Can a brand have regrets?
We highly recommend reading these. Should we start a book club?
Beth and I recently realized we were exploring the same theme from two different angles. She was reading The Collected Regrets of Clover; I was reading The Brilliant Life of Eudora Honeysett. Both novels settle into the quiet, heavy weight of human regret.
At Root + Rigor, we believe that strategy is a system built on human truth. And that fiction (novels) are often best at bringing those to light. In life, as in fiction, humans are often defined by their regrets, which got us thinking: why would we presume brands are any different?
The Regret of Inaction: As leaders, we are trained to avoid the regrets that come as a result of action. We fear the failed launch, the polarizing campaign, the wrong choice. To mitigate risk, we play it safe.
But we would argue the most dangerous regret for a brand isn't the mistake you made. It is the white space you left open for a competitor to occupy.
The missed pivot: You saw the shift coming, but your current systems were too rigid to move.
The unnamed villain: You were too polite to call out market inefficiencies, letting the status quo continue to define the rules.
The lost audience: You hesitated to be "messy" or innovative, so your audience found a new home with someone who was. Or maybe worse, you tried to be all things to all people and in doing so, lost across the board.

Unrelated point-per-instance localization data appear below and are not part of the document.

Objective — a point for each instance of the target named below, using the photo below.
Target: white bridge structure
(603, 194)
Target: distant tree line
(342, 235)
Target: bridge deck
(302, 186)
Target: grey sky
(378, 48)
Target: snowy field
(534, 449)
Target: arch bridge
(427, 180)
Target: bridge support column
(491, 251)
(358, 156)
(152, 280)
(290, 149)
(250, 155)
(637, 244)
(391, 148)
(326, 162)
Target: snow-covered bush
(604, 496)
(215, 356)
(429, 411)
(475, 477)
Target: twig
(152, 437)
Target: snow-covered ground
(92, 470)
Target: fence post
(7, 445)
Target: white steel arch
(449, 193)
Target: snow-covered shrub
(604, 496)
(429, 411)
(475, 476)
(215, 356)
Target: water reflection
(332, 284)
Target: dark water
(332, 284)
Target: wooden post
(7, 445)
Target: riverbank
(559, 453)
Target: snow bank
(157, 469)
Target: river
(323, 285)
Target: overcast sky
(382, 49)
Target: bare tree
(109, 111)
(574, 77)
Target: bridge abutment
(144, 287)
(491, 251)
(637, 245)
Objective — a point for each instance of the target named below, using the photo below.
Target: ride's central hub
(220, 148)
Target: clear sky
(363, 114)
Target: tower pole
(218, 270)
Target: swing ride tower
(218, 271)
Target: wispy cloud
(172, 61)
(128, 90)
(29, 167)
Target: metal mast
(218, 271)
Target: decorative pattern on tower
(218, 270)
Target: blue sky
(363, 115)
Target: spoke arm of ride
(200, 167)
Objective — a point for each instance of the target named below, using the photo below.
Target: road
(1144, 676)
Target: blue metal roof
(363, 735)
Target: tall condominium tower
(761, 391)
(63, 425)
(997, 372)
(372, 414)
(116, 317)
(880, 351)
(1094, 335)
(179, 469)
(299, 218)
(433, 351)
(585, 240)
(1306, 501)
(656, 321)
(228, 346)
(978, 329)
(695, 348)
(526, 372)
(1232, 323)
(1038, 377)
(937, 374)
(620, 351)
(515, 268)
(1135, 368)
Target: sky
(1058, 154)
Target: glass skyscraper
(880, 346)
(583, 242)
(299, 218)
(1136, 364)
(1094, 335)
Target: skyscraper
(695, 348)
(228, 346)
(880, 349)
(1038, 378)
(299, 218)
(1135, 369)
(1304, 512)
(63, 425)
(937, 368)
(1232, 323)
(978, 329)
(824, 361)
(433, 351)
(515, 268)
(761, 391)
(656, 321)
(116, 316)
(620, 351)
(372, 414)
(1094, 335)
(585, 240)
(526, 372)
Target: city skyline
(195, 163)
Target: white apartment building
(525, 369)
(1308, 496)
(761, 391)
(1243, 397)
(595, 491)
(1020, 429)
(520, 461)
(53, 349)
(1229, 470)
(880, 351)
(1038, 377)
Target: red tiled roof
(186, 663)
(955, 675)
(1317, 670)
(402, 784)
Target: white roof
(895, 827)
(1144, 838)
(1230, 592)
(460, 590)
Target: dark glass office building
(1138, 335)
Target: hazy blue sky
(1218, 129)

In business, the status quo isn't a neutral position. It is just regret in the making.
Regret as a Signal: Many leaders treat past failures like skeletons to be locked away. We prefer to see them as signals - clear guidance on how to proceed.
When we partner with brands, we look for the ‘embarrassing’ truths. We ask the hard questions: Why did the last initiative stall? Why did a team’s blueprint never actually come to fruition? That lingering sense of regret is rarely a character flaw. It is usually just a sign that your strategy and your execution are out of alignment.
If you’re feeling that friction, use it to your advantage. Take these three steps to turn that regret into an asset:
Examine the Regrets: Identify three things you wish your brand had done in the last 24 months but didn't.
Identify the Friction: Determine if the failure was caused by a lack of consensus, a fragmented system, or the fear of leaving the safety of the status quo.
Apply the Rigor: Use those regrets to help identify and define what and where you need to systematize so that next time you're ready.
We don’t want our clients to end up like the characters in our books - looking back on what “didn’t” get done or “didn’t” happen, and wondering what might have been. We’re here to bridge the gap between ambition and execution. Because we believe that the only thing more expensive than a bold mistake is the regret of sticking to the status quo.